On Monday the Chicago Merc is planning to launch futures and options based on real-estate prices in 10 U.S. cities: Boston, Miami, New York, San Diego, San Francisco, Washington, D.C., Chicago, Denver, Las Vegas and Los Angeles.
Nicely timed to fail (he ironically says), as this Merrill economics report makes obvious:
We have just experienced one of the most impressive housing cycles on record, but it has quickly come to an end — so much so, in fact, that housing starts have fallen at a 56% annual rate over the past three
months, a turndown of sudden proportions that we have not seen since the opening months of 1991.
[Update] Breakingviews does a nice job of explaining why the CME’s home hedge is likely to flop:
What makes for a successful futures contract?
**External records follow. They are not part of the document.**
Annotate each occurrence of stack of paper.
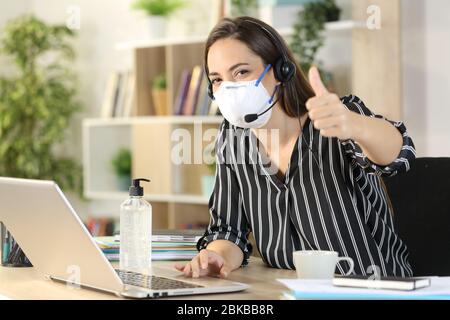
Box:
[278,277,450,300]
[94,237,198,261]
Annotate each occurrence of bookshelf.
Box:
[83,10,400,228]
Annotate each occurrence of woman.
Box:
[175,17,415,277]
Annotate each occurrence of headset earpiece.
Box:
[208,78,214,100]
[274,57,296,83]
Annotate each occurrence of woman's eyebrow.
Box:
[209,62,249,76]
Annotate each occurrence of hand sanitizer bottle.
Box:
[120,179,152,273]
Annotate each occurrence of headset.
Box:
[205,19,297,123]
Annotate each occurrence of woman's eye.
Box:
[237,70,248,75]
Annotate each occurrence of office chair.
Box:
[384,158,450,276]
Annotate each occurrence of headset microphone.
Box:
[244,95,279,123]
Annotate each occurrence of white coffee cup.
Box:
[293,250,355,279]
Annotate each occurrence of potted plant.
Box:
[152,73,168,116]
[111,148,131,191]
[202,144,216,197]
[133,0,184,38]
[0,15,82,267]
[290,0,341,84]
[0,15,82,192]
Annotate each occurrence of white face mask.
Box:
[214,64,278,128]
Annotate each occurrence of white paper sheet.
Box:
[277,277,450,299]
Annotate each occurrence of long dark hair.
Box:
[204,16,314,117]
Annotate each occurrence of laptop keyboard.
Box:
[116,269,203,290]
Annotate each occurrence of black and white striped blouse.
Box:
[197,96,415,277]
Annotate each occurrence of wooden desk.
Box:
[0,257,296,300]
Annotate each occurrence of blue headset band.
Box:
[255,63,272,87]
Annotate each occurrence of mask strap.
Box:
[269,84,281,103]
[255,63,272,87]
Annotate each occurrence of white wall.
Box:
[402,0,450,157]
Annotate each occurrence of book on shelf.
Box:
[85,218,117,237]
[173,69,192,115]
[101,71,136,118]
[173,65,217,116]
[183,65,203,116]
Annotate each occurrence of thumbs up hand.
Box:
[306,66,360,140]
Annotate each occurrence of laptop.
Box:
[0,177,249,298]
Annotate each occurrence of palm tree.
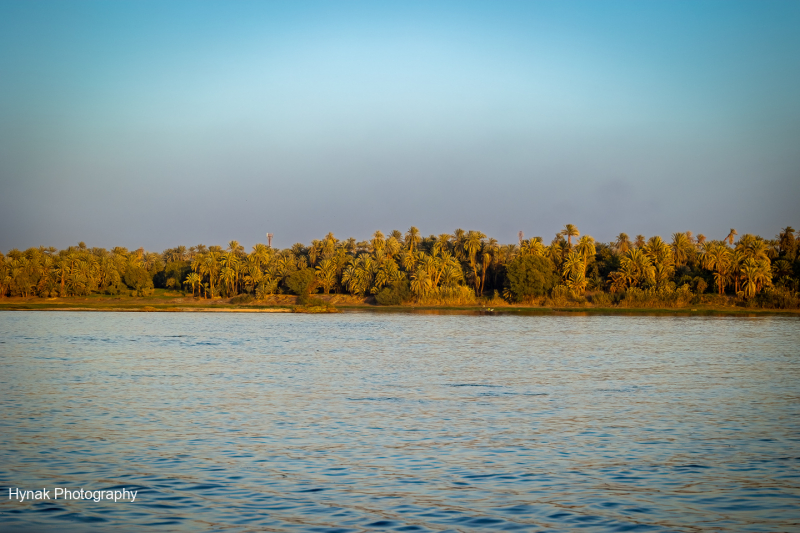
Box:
[406,226,422,253]
[184,272,201,297]
[464,230,486,296]
[371,230,386,252]
[703,241,732,294]
[614,233,631,254]
[561,224,581,250]
[671,232,693,267]
[576,235,597,277]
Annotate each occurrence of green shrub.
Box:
[375,279,413,305]
[231,294,254,304]
[286,268,317,296]
[592,292,614,307]
[506,255,558,302]
[747,287,800,309]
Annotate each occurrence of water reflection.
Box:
[0,313,800,531]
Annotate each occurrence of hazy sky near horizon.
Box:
[0,0,800,251]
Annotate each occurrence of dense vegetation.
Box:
[0,224,800,308]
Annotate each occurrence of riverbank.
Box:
[0,290,800,316]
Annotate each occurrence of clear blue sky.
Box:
[0,1,800,251]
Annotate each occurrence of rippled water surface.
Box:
[0,312,800,532]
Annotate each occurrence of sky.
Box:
[0,0,800,251]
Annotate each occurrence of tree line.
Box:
[0,224,800,307]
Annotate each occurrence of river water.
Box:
[0,312,800,532]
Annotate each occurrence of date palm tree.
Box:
[561,224,581,250]
[575,235,597,278]
[614,233,631,254]
[184,272,201,297]
[406,226,422,253]
[703,241,732,295]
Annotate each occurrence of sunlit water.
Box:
[0,312,800,532]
From the start, there must be demand from both buyers and sellers and hedgers and speculators. Futures markets need liquidity to survive. It’s also useful if the derivative’s underlying assets or commodities are uniform.
… Unfortunately, housing futures don’t meet these criteria. First, there’s a danger the market will be one-sided. Many people may want to hedge their housing exposure, including holders of mortgage-backed securities, home builders and banks. Only speculators and investors have an interest in going long housing futures. They could be deterred if the real-estate market were to tank.
There also are problems with hedging the house. Homeowners might want to sell short futures to protect themselves against a housing crash. But if prices kept on rising, they would face a cash drain from losses on their futures positions. Institutional hedgers face a different quandary. The Merc’s housing futures will be priced off the regional S&P Case-Shiller housing indexes. It’s unlikely these indexes will match the housing exposure of anyone seeking to unload risk. Further, as traders can’t sell houses short, there’s no mechanism to keep the futures in line with spot prices.